Just before dusk, we are on the summit, where we spend only a few moments. It begins to cool sharply, and today we will try to descend as low as possible. We return to our backpacks, and with the approaching darkness, we start descending along the southwest ridge. In C2, Asis makes tea and offers a spot for the tent. They plan to continue to the summit tomorrow. We thank them for the offer but decide to attempt to descend to C1. At an altitude of around 5,900m, we pass the spot where Honza had his long fall. We briefly inspect the immediate surroundings, recheck the anchor to which he was clipped, and try to understand what actually happened. It's entirely intact! I'm so tired that I end up making a mistake during rappelling and notice the poorly clipped carabiner at the last moment. I must let go of all other thoughts and concentrate mainly on my descent… I start to check myself, and Radar is slipping away from me a bit. I still have to rappel about 80 meters of vertical rock slabs and reach C1. More than a week ago, Radar and I secured fixed ropes here. It's the most challenging section of the classic route along the southwest ridge and gave us a hard time! It seems so long ago now, and so much has happened during that time! No one is here, and we have the entire C1 to ourselves. In the deep night, we pitch the tent and are so tired that we fall asleep immediately. 

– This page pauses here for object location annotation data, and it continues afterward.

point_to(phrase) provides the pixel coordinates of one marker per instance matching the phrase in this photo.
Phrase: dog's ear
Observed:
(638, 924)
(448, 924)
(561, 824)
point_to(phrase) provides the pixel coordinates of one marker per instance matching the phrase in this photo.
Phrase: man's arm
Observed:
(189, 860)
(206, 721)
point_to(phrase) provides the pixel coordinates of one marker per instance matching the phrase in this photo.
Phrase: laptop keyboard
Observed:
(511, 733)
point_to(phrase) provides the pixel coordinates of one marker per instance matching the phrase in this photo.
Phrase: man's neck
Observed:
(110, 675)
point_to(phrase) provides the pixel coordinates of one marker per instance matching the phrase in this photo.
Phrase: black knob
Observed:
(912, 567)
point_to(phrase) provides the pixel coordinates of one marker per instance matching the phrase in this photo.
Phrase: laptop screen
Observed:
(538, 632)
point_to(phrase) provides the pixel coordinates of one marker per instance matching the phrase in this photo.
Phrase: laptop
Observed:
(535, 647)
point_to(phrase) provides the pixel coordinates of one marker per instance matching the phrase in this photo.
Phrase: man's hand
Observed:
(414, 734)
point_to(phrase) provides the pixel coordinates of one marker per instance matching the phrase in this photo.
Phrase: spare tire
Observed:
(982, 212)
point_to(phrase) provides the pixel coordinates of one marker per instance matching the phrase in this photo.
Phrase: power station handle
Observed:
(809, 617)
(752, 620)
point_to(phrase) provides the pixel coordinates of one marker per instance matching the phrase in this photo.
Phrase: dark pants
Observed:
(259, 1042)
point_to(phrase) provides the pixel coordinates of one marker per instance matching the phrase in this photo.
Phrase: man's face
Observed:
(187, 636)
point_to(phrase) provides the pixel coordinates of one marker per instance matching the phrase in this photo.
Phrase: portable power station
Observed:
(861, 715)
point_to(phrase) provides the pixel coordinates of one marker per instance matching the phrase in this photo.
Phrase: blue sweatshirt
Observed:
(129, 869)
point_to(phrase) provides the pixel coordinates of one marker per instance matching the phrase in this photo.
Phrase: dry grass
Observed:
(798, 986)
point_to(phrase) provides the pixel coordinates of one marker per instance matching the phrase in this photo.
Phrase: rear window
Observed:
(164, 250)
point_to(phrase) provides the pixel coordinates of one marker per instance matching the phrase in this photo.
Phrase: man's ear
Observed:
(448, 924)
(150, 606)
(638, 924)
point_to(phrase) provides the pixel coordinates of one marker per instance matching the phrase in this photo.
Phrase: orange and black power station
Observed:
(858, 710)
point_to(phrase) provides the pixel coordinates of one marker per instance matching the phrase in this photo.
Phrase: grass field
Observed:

Early in the morning, we start descending, and without any words, we automatically return to the place of Honza's impact. After a thorough search of the immediate surroundings, Radar finds what we came here for… Now we have this peak definitively closed! Despite all circumstances, I feel a certain relief! All questions disappear with a wave of a magic wand. Suddenly, I know why I'm here, why I'm doing this! If we hadn't returned, we would never have closed HONZA'S WAY TO THE LIGHT! H.